The Stupid Hackathon in New York, which Snelgrove participated in, ended with a pinata. An Oculus Rift was used as the blindfold. “It makes a great sleep mask,” said Snelgrove.
Both fields, VR and image detection, had the piss taken out of them by Snelgrove at the annual Stupid Hackathon (full name Stupid Shit No One Needs & Terrible Ideas Hackathon). His favourite pieces from the event included a manufactured dick that dispensed Soylent portions in exchange for hyperbolic compliments about the food substitute, and The Glass Mattnagerie, a program made by a guy named Matt where virtual models of his nude 3D scanned body could be shaken around like a box of Glosettes.
Xavier’s piece runs parallel to his own work. Professionally, he works with emojis and algorithms, programming a way for our favorite emoticons to automatically detect when they could be best used as we type, based on the words we are using. In the Stupid Hackathon, he sort of built the opposite. Signifier is like having the computer-powered vision of the Terminator, but only if Schwarznegger was missing a few screws.
“What is technology’s role other than to take the most menial task and do it for us?” asked Snelgrove. “What is the task that we do the most day in day out? The answer is, take visual stimulus and turn it into signifiers in our mind.
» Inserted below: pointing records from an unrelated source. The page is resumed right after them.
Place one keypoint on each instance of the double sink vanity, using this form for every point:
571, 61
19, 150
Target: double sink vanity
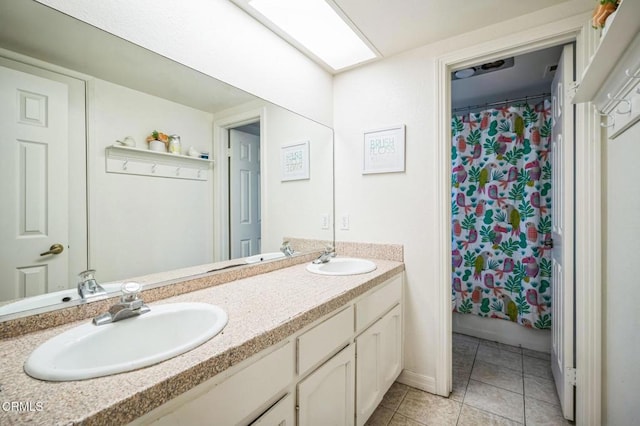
290, 344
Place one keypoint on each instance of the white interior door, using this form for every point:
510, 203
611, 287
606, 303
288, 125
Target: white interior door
244, 206
33, 184
562, 214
We do this all day and it’s exhausting. The idea behind signifier was to automate that task for you.”
The gist is that, using Google Cardboard and even Google’s own ImageNet-trained algorithms, you plop the visor over your eyes and the device will show you its interpretation of the world around you. It’s all words separated by topic classes hovering on a pleasing, goopy red background, leaving you to play the saddest game of reverse-Pictionary with an idiot-machine to get a basic idea of your surroundings.
preferring to call any plate it sees “burritos”
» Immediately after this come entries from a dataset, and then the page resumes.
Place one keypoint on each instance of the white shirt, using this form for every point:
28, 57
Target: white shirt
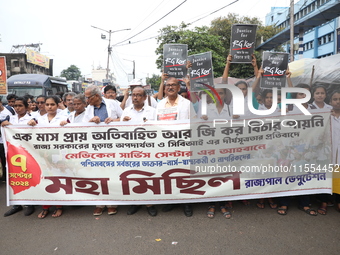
184, 108
55, 121
36, 114
112, 107
325, 107
296, 110
212, 112
147, 112
3, 114
146, 102
14, 119
76, 119
65, 112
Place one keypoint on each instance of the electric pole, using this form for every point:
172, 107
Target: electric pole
109, 48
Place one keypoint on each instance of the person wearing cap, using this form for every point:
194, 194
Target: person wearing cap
139, 112
99, 110
175, 107
149, 100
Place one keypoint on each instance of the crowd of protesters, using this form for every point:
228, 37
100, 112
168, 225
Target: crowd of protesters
174, 95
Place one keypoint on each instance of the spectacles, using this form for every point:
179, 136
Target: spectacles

I started pointing madly in the bar for examples and Snelgrove said, for the most part, it’d do alright. It would know the decorative wheels and spokes on the wall are from a bicycle, fairly assess that his backpack is a “bag” or “purse.” I thought it was a long shot, but Snelgrove even felt it could identify the hefty machine in the corner as pinball. All that said, where it does slip up is a hoot.
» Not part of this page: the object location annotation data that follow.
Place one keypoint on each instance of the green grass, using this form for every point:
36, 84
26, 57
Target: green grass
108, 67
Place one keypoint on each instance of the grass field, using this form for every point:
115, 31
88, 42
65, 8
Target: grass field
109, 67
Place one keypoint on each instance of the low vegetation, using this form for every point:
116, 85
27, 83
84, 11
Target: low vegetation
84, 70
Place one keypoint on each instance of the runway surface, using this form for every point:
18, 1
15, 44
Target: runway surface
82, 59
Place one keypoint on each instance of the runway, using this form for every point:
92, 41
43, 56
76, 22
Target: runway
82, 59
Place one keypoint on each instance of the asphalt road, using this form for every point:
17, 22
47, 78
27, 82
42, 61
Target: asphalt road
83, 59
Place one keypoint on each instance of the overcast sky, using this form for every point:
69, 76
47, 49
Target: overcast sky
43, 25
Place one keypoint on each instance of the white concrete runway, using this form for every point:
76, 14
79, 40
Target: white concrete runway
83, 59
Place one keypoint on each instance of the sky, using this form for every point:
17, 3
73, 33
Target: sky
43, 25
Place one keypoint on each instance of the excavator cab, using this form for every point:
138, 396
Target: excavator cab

In case you’re concerned about the robot revolution, you can relax. With these infant algorithms, the machines—and Signifier—would most often mistake you for a “barbershop” or “restaurant,” because the images have been trained on the contexts of certain photos and not actual human faces. It similarly struggles with food, preferring to call any plate it sees, whether it hosts a meal or not, “burritos.” If only we were so lucky.
“I don’t think we need to have a robot interface blocking us from interacting with the world around us,” said Snelgrove, “but I guess the commentary is that it’s happening to some extent anyway. Huge parts of our reality are getting filtered through someone else’s algorithm, Facebook’s news feeds, its new reaction function. It’s not a conspiracy exactly, our reality is just being abstracted, mediated.”
Though dopey, gags like these do bring up conversations. The point of Stupid Hackathon is to poke fun at the self-fellating tech world which constantly addresses each wearable as Prometheus’ next gift. Snelgrove cited self-driving cars as an example: a keen idea but clearly invested in by someone whose biggest problem in the world is sitting in gridlock wishing their hands were free to livestream their commute.
Snelgrove likes emojis, the semiotics of which have been developed by the culture that uses it, instead of the producers who would attempt to copy edit. In this light, image algorithms and computer detection rub him the wrong way, as they are bound to be empirically executed. Damned to the interest of the tech circle who makes it instead of the diverse masses who will be subjected to this mad science.
Silicon Valley can train its machines to categorize their West Coast surroundings, sure, but what of the poorer areas, the alienated and overlooked communities, or the cities on the other side of the planet? For this vision to succeed we must join hands and share all of our burritos with each other, for a better, more accurately categorized future.